A sales cadence example for retention should consist of:
- Onboarding emails and calls (customer onboarding is a huge part of the sales process)
- Performance check-ins (see if they’re using the product as intended)
- Feature updates/new content pieces that could help them get more out of what they already have
- Educational content (that can help them use the product better)
- Conversations to ensure customer success
- Reactivation messages if their usage drops off entirely
Send retention emails a few times a month. They could include surveys and targeted upsells, information about new features, and tips/business advice. Also send reactivation messages as renewal nears to re-engage customers with the product or service and give them a loyalty offer (or, at the very least, thank them).
Sales Cadence Automation Software
Sales automation handles most of the behind-the-scenes work, so reps can focus on building relationships and closing deals. It enables sales teams to communicate with prospects at scale by streamlining repetitive tasks like email campaigns, phone calls, social media outreach, and sales cadence management while giving them the data they need to optimize the sales process.
Every successful B2B sales team uses marketing automation software to increase their reach and engagement. This type of tool automates marketing tasks like email campaigns, social media outreach, and cadence management. It also helps them track performance metrics (such as website visits, page views, clicks, conversions).
Teams can set a sales cadence for each campaign, run it on autopilot, then track its data to refine their approach over time.
Email is central to any sales process, which is why the best sales cadences all use it. By automating emails, sales reps can save hours of time and gain more insights into what their prospects are interested in.
Automated email campaigns are triggered by user actions (such as signing up to an email list) or scheduled for a specific date/time.
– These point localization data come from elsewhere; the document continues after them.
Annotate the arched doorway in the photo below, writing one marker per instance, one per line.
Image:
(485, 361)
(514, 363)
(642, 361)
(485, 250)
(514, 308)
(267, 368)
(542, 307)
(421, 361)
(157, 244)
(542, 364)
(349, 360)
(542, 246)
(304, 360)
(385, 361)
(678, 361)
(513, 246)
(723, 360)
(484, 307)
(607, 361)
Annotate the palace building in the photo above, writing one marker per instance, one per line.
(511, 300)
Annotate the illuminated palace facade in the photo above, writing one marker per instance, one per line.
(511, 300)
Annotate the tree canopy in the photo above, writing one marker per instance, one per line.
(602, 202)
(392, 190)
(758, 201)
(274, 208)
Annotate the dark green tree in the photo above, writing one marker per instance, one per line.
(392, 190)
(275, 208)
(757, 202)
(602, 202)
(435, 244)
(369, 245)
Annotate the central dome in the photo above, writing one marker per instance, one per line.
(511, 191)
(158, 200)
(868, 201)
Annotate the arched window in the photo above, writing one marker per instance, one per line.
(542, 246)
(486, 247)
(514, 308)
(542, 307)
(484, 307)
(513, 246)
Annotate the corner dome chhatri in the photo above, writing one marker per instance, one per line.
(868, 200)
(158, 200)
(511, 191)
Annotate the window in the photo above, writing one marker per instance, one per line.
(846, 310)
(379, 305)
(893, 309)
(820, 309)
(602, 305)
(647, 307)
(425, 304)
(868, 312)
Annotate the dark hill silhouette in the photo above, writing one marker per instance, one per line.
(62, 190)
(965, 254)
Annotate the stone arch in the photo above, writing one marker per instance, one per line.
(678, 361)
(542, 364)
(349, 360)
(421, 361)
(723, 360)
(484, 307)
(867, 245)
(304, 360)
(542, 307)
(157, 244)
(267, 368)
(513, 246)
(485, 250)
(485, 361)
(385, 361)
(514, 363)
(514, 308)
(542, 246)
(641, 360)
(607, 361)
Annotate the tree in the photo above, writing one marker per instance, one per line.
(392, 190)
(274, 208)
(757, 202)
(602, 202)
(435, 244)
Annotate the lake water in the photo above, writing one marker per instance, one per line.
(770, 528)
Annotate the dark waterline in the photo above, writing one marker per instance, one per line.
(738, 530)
They give sellers the power to nurture leads over time and personalize interactions with segmented audiences.
SMS is another powerful sales cadence tool to enhance the B2B customer experience pre- and post-sale. With SMS automation, sales reps can send personalized messages to prospects and customers at any time — from order confirmations to product recommendations.
The best part? The average response rate for SMS is roughly 45%, compared to just 6% for email. Plus, it only takes a few seconds for someone to read and act on an SMS message.
Customer Relationship Management (CRM)
Sales cadence software is usually built into CRM. Since it houses all your customer data — including contact details, sales history, and purchase preferences — it helps you track the entire customer journey.
It also provides insights into customer lifetime value (CLV), segmented contacts, and the success of contact attempts. That way, sales reps can personalize outreach while sticking to their sales cadence.
People Also Ask
How long should a sales cadence be?
There’s no definitive length of time for a winning sales cadence. The frequency with which you reach out to prospects should depend on their response rate and how quickly they move through the buyer’s journey. Complex sales cycles require spread-out touchpoints over a long period of time, while simpler deals may just require a short series of quick interactions.
How many steps are in a sales cadence?
A sales cadence typically consists of 5-12 steps, but the exact number will depend on factors such as the size and complexity of your product or service. The important thing is to contact prospects in a way that optimizes relationships, maximizes engagement, and leads to conversion.
How do you measure and track sales cadence results?
To know whether sales reps are using the right channel, frequency, and messages for their sales cadence, they can look at open rate, response rate, click-through rate (CTR), number of leads generated, appointments ratio, conversion rate (CVR), customer lifetime value (CLV), and total sales per campaign. Based on insights, they can tweak their approach.